Había descartado las flores, los bombones y esas cosas. Demasiado simple.
Él quería que fuera mucho más espectacular que una simple cena o un fin de
semana en París.
Cuándo Él le pidiese matrimonio iba a ser algo que Ella jamás olvidara. Iba
a ser la envidia de sus amigas cuando, tomando un café, les contase cómo había
sido.
Ni botellas de vino, ni fresas y champán, ni en lo alto de una montaña, ni
cantando con una banda de mariachis. Lo que tenía en mente iba más por
organizarle una performance, un juego de pistas, rodar un vídeo y proyectarlo
en un cine, llevarla a un pueblo perdido de la sierra donde contrataría actores
para hacer un teatro previo, hacerlo en una balsa a la deriva en medio del mar
o en medio de algún telediario. Aunque todas estas ideas las había
desechado ya porque, en realidad, a Ella no le gustaban mucho estas cosas.

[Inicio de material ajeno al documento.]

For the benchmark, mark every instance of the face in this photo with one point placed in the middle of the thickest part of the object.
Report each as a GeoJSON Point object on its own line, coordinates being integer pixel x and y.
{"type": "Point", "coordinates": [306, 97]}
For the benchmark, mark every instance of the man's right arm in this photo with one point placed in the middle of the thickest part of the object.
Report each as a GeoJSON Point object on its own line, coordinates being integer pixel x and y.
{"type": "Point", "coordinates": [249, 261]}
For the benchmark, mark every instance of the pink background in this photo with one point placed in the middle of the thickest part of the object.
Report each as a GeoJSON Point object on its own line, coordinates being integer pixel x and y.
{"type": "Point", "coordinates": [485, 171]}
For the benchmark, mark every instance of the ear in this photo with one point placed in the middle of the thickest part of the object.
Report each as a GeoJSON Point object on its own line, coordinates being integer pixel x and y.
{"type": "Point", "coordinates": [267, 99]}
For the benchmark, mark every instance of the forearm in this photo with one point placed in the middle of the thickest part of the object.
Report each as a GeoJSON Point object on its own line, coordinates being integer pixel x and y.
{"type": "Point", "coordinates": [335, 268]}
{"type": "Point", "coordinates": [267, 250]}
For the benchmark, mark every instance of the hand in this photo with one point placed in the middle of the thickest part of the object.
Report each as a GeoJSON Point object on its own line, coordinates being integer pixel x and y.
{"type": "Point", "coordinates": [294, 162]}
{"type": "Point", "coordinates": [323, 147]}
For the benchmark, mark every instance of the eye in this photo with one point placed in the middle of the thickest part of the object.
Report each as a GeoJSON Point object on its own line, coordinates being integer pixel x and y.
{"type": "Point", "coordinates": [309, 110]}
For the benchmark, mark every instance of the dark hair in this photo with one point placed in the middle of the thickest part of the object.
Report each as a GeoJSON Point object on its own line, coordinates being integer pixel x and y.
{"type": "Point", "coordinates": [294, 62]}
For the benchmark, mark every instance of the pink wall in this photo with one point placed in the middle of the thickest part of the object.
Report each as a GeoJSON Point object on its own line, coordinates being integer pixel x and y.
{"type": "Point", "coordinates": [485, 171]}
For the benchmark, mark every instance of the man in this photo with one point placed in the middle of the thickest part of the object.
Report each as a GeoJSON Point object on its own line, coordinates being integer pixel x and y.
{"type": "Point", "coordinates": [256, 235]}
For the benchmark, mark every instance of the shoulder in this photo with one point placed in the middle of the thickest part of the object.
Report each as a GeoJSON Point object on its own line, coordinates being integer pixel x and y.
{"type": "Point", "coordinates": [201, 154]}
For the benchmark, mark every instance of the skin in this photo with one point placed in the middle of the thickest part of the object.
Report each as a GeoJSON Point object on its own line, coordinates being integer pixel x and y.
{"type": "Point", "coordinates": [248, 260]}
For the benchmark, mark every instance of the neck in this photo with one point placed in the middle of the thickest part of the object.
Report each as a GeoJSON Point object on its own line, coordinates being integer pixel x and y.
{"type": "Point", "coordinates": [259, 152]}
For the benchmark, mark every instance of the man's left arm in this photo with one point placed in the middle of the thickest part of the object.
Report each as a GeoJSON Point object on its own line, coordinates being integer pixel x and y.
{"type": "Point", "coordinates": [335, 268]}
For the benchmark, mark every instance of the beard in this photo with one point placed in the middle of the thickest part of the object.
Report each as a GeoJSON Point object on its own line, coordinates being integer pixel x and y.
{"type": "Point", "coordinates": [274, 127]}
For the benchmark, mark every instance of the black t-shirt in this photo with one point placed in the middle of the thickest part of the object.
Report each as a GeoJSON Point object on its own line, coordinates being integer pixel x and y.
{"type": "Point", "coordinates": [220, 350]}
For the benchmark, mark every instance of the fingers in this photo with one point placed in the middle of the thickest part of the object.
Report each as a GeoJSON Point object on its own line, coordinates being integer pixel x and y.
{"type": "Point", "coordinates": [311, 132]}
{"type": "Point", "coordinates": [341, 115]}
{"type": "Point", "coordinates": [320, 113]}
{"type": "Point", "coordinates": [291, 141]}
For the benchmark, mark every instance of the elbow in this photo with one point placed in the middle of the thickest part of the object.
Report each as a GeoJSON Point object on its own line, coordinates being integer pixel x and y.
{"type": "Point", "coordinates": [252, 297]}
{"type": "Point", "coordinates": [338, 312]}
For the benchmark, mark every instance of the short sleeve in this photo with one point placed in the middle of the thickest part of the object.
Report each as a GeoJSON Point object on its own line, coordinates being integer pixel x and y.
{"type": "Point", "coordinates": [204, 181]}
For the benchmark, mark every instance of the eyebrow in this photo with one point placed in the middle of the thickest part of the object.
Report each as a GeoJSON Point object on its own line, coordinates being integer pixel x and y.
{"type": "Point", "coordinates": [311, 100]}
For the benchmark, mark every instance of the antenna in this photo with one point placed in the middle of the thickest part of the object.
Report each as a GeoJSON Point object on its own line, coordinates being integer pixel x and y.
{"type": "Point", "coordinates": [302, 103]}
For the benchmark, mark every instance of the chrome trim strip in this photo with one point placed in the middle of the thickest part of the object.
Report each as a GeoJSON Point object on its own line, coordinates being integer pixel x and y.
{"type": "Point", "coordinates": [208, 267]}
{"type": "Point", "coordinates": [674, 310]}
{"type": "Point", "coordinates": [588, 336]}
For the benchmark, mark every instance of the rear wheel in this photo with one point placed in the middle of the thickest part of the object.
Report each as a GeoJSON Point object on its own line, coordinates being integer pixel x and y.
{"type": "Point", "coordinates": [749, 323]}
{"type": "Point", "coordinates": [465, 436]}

Ella era bastante tímida, sencilla y discreta y no le gustaba
sentirse protagonista de nada por lo que todo esto más que inolvidable la haría
sentir bastante incómoda.
Así que la situación era que Él se estaba estrujando los sesos para buscar
cómo pedirle que se casaran sin lograr nada claro y sabiendo que aunque lo
consiguiera, probablemente, Ella no sólo no lo valoraría sino que podría
sentirse molesta.
Él estaba dando lo mejor de sí y todo lo que iba a tener era un enfado.
Porque Ella era bastante irascible. Un monumental y desagradecido cabreo. ¿Eso
era lo que merecían sus desvelos? ¿Una bronca por ser demasiado extravagante a
la hora de proponerle pasar el resto de su vida juntos?
De nada valdría pintarle la petición en la Gran Vía, saltar en paracaídas
con un anillo desde un avión en llamas o pagar a unos tipos para que la
secuestraran y poder rescatarla con una invitación a ser su esposa. Ni siquiera
comprar un corazón humano en el mercado negro y mandárselo en una cajita a modo
de metáfora. Ella sólo vería en ello un acto excéntrico y lo humillaría delante
de todos como acostumbraba a hacer.
Cuando Ella llegó a casa Él se había marchado hacía unas horas.